27.9 Arbitration Costs. Except as provided for in a Mass Filing (see Section 27.7), your responsibility to pay any filing, administrative, and arbitrator costs will be solely as set forth in the applicable arbitration provider’s rules. If you have a gross monthly income of less than 300% of the federal poverty guidelines, you may be entitled to a waiver of certain arbitration costs.

27.10 Requirement to File Within One Year. To the extent permitted by applicable Law, and notwithstanding any other statute of limitations, any claim or cause of action under this Agreement (with the exception of disputes under Section 27.2(2)) must be filed within one (1) year after such claim or cause of action arose, or else that claim or cause of action will be permanently barred. The statute of limitations and any arbitration cost deadlines shall be tolled while the parties engage in the informal dispute resolution process required by Section 27.3 above.

One other change of note: Whereas the older, short arbitration agreement elected to use the American Arbitration Association to decide claims, the new contract selects National Arbitration & Mediation (NAM).

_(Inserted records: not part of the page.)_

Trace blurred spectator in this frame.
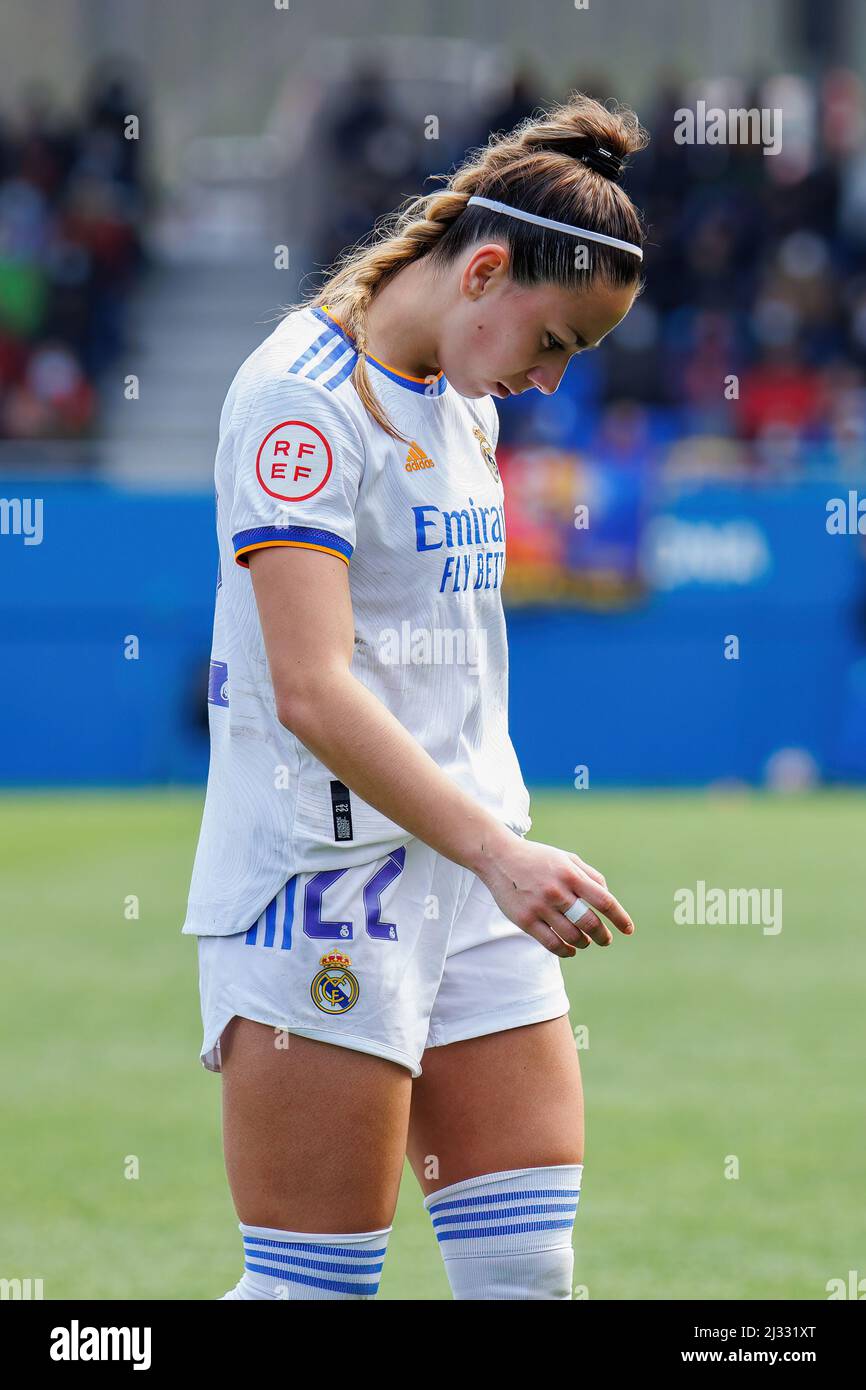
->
[0,61,143,439]
[315,65,866,473]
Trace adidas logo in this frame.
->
[406,439,436,473]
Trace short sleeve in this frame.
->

Think about how the changes to the arbitration agreement reveal the imbalance in bargaining power on this supposed “agreement.” Zoom had the ability to purportedly replace its entire earlier arbitration agreement (“This Arbitration Agreement supersedes all prior versions.”)—but individual consumers have no such ability to do that. At any time, Zoom purportedly can change not just how claims are arbitrated but even who presides over the arbitration—but you, you normal person, you don’t get to do that.

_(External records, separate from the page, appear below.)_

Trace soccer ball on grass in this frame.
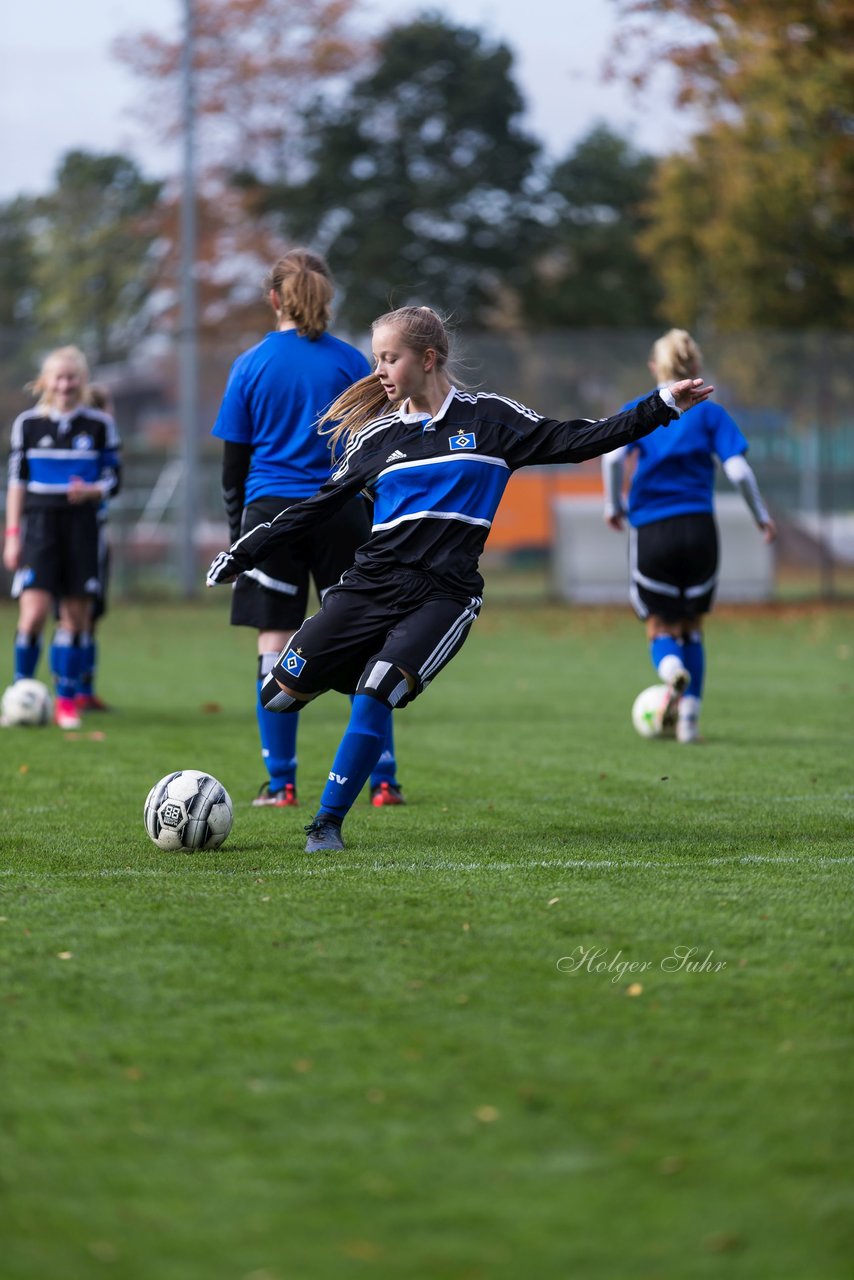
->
[0,680,54,728]
[631,685,676,737]
[143,769,234,852]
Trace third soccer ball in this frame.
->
[631,685,673,737]
[0,680,54,728]
[143,769,234,852]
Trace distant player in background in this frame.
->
[213,248,403,806]
[77,383,115,712]
[602,329,777,744]
[207,307,712,854]
[3,347,120,728]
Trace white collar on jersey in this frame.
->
[398,387,457,431]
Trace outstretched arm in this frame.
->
[507,378,714,467]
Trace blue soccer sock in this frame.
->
[319,694,392,820]
[50,627,81,698]
[350,694,398,791]
[255,653,300,791]
[77,631,97,698]
[649,636,685,684]
[682,631,705,698]
[14,631,41,680]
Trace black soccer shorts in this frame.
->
[12,502,101,599]
[629,512,718,622]
[273,568,481,707]
[232,498,370,631]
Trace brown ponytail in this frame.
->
[265,248,335,342]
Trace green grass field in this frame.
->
[0,593,854,1280]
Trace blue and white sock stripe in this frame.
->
[419,595,483,686]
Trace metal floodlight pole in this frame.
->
[179,0,198,595]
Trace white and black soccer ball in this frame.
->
[631,685,675,737]
[0,680,54,728]
[143,769,234,852]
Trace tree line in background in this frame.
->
[0,0,854,384]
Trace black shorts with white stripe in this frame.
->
[232,498,370,631]
[273,568,481,707]
[629,512,718,622]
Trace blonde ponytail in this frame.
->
[649,329,703,383]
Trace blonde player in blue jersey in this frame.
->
[213,248,403,808]
[602,329,777,744]
[207,307,712,852]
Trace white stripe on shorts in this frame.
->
[243,568,300,595]
[419,595,481,685]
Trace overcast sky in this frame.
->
[0,0,686,198]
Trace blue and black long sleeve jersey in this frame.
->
[224,388,679,594]
[9,406,120,511]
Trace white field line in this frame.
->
[0,854,854,883]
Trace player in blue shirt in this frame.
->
[207,307,712,852]
[3,347,120,728]
[602,329,777,744]
[213,248,403,808]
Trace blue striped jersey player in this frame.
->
[207,307,711,852]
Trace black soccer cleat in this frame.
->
[305,814,344,854]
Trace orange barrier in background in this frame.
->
[487,461,604,552]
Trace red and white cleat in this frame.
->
[371,782,406,809]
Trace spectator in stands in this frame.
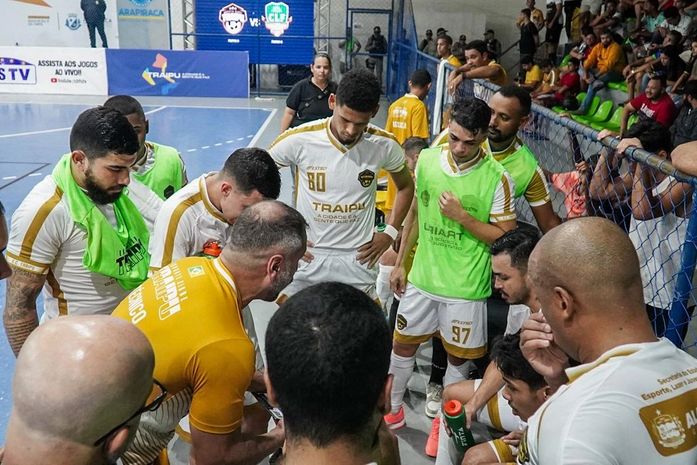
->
[482,85,561,232]
[519,56,542,92]
[591,120,692,336]
[436,34,462,68]
[0,315,155,465]
[576,30,625,115]
[670,81,697,147]
[545,0,564,63]
[672,38,697,92]
[419,29,438,57]
[80,0,109,48]
[0,202,12,281]
[365,26,387,86]
[448,40,508,93]
[620,74,677,137]
[484,29,501,58]
[518,218,697,465]
[657,6,692,37]
[265,283,399,465]
[281,52,337,132]
[590,0,622,35]
[530,58,559,99]
[516,8,540,62]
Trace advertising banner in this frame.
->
[0,0,119,47]
[116,0,169,48]
[0,47,108,95]
[196,0,314,65]
[106,49,249,98]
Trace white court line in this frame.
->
[0,106,167,139]
[247,108,278,147]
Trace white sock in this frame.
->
[436,414,464,465]
[375,265,394,310]
[443,361,470,386]
[390,351,416,413]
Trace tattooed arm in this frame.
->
[2,266,46,357]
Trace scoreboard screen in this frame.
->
[196,0,314,65]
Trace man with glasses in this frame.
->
[0,315,155,465]
[114,200,307,465]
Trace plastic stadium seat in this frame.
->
[552,92,586,113]
[591,106,624,132]
[571,95,600,124]
[572,100,612,126]
[607,81,627,92]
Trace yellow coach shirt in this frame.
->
[113,257,254,434]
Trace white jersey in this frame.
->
[518,339,697,465]
[7,176,159,319]
[149,173,230,270]
[503,304,530,334]
[269,118,405,250]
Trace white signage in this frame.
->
[0,0,119,48]
[0,47,108,95]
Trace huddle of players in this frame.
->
[4,64,692,464]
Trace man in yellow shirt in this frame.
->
[573,29,627,115]
[448,40,508,93]
[378,69,431,217]
[114,200,307,465]
[520,55,542,91]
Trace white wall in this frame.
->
[412,0,520,67]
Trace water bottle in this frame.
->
[443,400,474,452]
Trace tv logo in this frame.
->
[0,57,36,84]
[65,13,82,31]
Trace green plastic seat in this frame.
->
[552,92,586,113]
[591,106,624,132]
[572,100,612,126]
[607,81,627,92]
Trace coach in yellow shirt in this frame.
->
[114,200,307,465]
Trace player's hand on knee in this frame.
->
[390,266,407,297]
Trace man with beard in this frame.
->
[3,107,158,355]
[482,85,561,233]
[114,200,307,465]
[269,70,414,303]
[429,227,544,465]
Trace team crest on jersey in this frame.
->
[421,190,431,207]
[358,170,375,187]
[397,315,407,331]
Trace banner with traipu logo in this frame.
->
[195,0,315,65]
[0,47,107,95]
[106,49,249,98]
[0,0,119,47]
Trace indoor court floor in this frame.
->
[0,95,440,465]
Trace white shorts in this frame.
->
[474,379,527,433]
[394,283,487,360]
[279,249,378,303]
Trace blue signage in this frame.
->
[196,0,314,65]
[106,49,249,98]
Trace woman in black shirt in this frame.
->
[281,53,337,132]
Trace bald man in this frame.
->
[2,315,156,465]
[518,217,697,465]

In fact, Zoom even included a provision that you can’t even have an agent send your opt-out of arbitration on your behalf. You don’t get to use a lawyer. You don’t get to opt out for your minor child.

Your opt-out notice must be individualized and must be sent from the email address associated with your individual Zoom account. An opt-out notice that purports to opt out multiple parties will be invalid as to all such parties. No individual (or their agent or representative) may effectuate an opt out on behalf of other individuals.

Section 27.11.

To be clear, Zoom isn’t the only company making these changes. In recent months, Showtime (updated January 12, 2023), HBO Max (updated December 20, 2022), have all added similar mass-claim provisions that switch to using NAM as the arbitration provider. Query why they are all flocking away from AAA and JAMS to NAM, and what that suggests about what kind of incentives there are for NAM to differentiate itself from the other providers by being… more friendly to defendant companies?

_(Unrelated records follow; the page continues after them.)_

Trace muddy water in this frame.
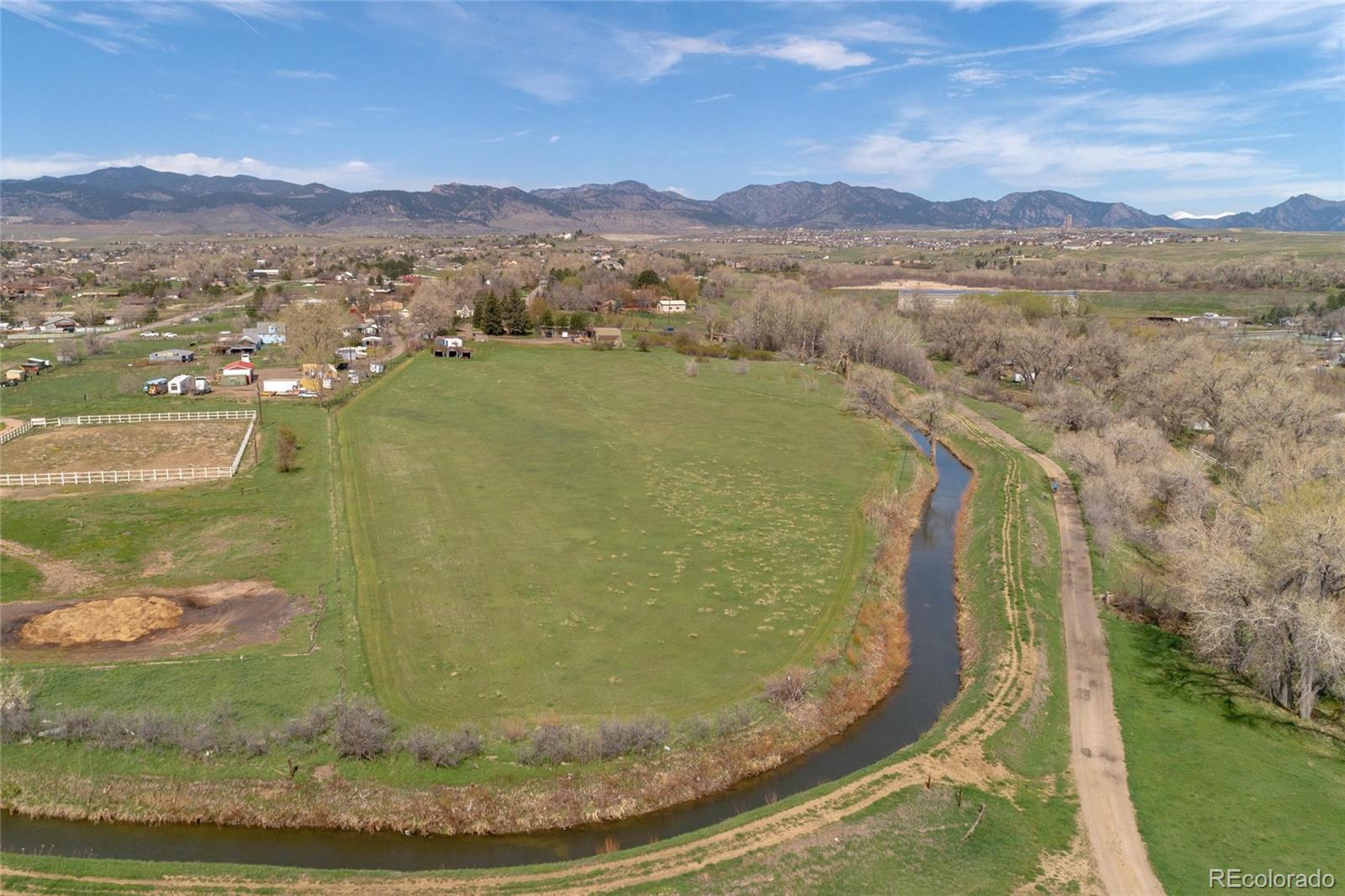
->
[0,430,971,871]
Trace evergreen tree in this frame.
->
[502,295,533,336]
[482,292,504,336]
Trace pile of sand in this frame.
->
[18,598,182,647]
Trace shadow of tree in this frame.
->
[1137,625,1345,744]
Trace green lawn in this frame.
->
[1105,618,1345,896]
[962,397,1054,453]
[339,345,910,721]
[0,557,42,601]
[0,405,343,720]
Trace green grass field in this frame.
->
[1105,618,1345,896]
[339,345,897,723]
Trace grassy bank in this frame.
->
[5,384,1087,893]
[339,345,896,721]
[1105,618,1345,896]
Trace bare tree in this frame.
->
[281,300,350,361]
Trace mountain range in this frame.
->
[0,166,1345,233]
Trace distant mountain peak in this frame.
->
[0,166,1345,233]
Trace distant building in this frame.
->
[150,349,197,365]
[244,322,285,345]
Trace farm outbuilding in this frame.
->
[168,374,197,396]
[219,361,256,386]
[261,379,300,396]
[150,349,197,365]
[588,327,621,345]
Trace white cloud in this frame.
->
[271,69,336,81]
[0,152,379,187]
[504,71,583,103]
[948,66,1005,87]
[753,36,874,71]
[476,130,530,144]
[827,18,940,47]
[943,0,1345,65]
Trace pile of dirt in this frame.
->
[0,580,305,663]
[18,596,182,647]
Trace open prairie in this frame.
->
[339,345,894,721]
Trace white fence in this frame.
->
[0,466,237,486]
[32,410,257,426]
[0,410,257,487]
[0,421,32,445]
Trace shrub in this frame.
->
[276,426,298,472]
[278,704,336,744]
[762,668,809,706]
[0,676,32,740]
[518,725,593,766]
[597,719,668,759]
[331,701,393,759]
[404,728,484,768]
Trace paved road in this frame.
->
[964,410,1163,896]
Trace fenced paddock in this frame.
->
[0,410,257,487]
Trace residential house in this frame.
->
[244,322,285,345]
[39,315,79,332]
[219,361,257,386]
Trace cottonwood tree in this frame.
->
[910,389,955,460]
[280,298,351,362]
[410,280,460,339]
[1165,480,1345,719]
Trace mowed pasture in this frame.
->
[0,419,247,473]
[338,345,913,724]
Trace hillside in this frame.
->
[0,166,1345,233]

And Showtime’s terms, most egregiously, even purport to limit discovery—making it that much harder for a claimant to get the internal evidence proving their claim.[4] And these agreements have suspiciously similar wording, suggesting that maybe the same lawyers are responsible for putting these changes in.

How we got here

Historically, class actions in courts allowed for aggregation of many claims (sometimes claims from people nationwide) in one case. Those rules were intended to enable efficient and fair resolution of disputes that share a common legal cause. That’s important where the actions of one national or multinational company could easily affect millions of users—and simultaneously harm millions of people with a common legal claim against the company.

To avoid mass torts and class actions, companies started putting in arbitration agreements to try to foreclose that type of lawsuit, achieving their own form of private tort reform. It is conventional for arbitration agreements to force claims to be arbitrated on an individual basis.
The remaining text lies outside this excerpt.